Search code examples
aws-step-functions

Need to understand step function retry mechanism


May be this can be answered quickly. I am working on adding a retry mechanism in step functions. I want to keep retrying the failed activity for 24 hours at a interval of 1 hour or so.

I was going thorough the "Retrying after an error" section here: https://docs.aws.amazon.com/step-functions/latest/dg/concepts-error-handling.html It says that "The multiplier by which the retry interval increases during each attempt (2.0 by default)." And also given example of 1st retry after 3 secs and next retry after 4.5 secs because, BackoffRate is 1.5.

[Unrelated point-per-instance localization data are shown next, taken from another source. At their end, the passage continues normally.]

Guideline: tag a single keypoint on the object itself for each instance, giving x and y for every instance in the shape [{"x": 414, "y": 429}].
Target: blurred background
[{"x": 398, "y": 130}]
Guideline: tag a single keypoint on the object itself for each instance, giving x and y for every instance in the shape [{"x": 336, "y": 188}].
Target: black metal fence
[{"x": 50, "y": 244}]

So is this not exponential backoff? Because, on the same page, under "Handling a failure using Retry" section, it says the backoff will be applied exponentially.


Solution

  • Here is how interval between retry works:

    Interval = IntervalSeconds*(BackoffRate)^(attempt-1)

    So for this config:

          "Retry": [
            {
              "ErrorEquals": ["States.ALL"],
              "BackoffRate": 2,
              "IntervalSeconds": 6,
              "MaxAttempts": 6
            }
          ]
    

    We have these intervals:

    attempt.      interval
    ---------------------------
    1             6*(2^0)  =  6
    2             6*(2^1)  =  12
    3             6*(2^2)  =  24